(MENAFN – DailyFX)

The price of oil could face a bear market in the first quarter of 2022, as it drops nearly 20% from the 2021 high ($ 85.41). At the same time, expectations of stronger demand as well as ongoing supply constraints could keep crude prices afloat as the Organization of the Petroleum Exporting Countries (OPEC) plans to “adjust to the increases overall monthly production by 0.4 mb / d for the month of January 2022. ”

OPEC maintains optimistic outlook for global oil demand

The upward trend in oil prices appears to have unwound as US President Joe Biden pledges to work with China “to tackle global energy supplies.” Meanwhile, the rapid spread of the Omicron variant may produce headwinds for crude as a growing number of countries restore travel as well as social resistance in response to increasing cases of COVID-19.

However, OPEC and its allies do not appear to be deterred by the new tension, as the Monthly Oil Market Report (MOMR) of December 2021 points out: “Oil demand in 4Q21 has been adjusted slightly downward mainly for take into account the COVID-19 containment measures in Europe and their potential. impact on transport fuel demand, as well as the emergence of a new COVID-19 variant (Omicron). ”

As a result, “total world oil demand is expected to reach 96.5 mb / d on an annualized basis in 2021”. The report goes on to say that “in 2022, the growth in world oil demand also remained unchanged at 4.2 mb / d and total world consumption at 100.6 mb / d”.

The optimistic outlook is based on the assumption that “the impact of the new Omicron variant is expected to be mild and short-lived as the world becomes better equipped to handle COVID-19.” Expectations of strong demand could keep OPEC and its allies on track as the group takes a phased approach to restore production to pre-pandemic levels.

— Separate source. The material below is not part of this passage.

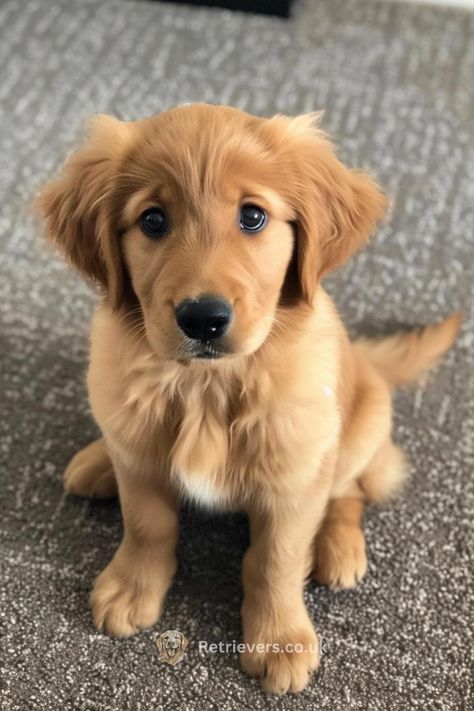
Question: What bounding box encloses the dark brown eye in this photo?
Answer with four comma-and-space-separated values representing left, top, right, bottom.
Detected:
239, 205, 267, 232
140, 207, 168, 239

Slow recovery in US oil production to keep crude production well below pre-pandemic levels

Forecasts of strong demand along with OPEC’s gradual approach to restore production could help crude avoid a bear market, and developments from the United States could keep the price of oil afloat in a context of slow recovery of crude production.

Source: US Enegry Information Administration

US production has recovered from the disruptions caused by Hurricane Ida, with production falling to 10,000 in September. Recent figures from the Energy Information Administration (EIA) show that weekly field production held steady at 11,700,000 during the week ending December 10, which remains well below the record 13,100,000 in March 2020.

In summary, the growing response to the Omicron variant may cause the price of oil to fall in the short term, but the price may avoid a bear market as the forecast of strong demand is met by a timid recovery in global supply.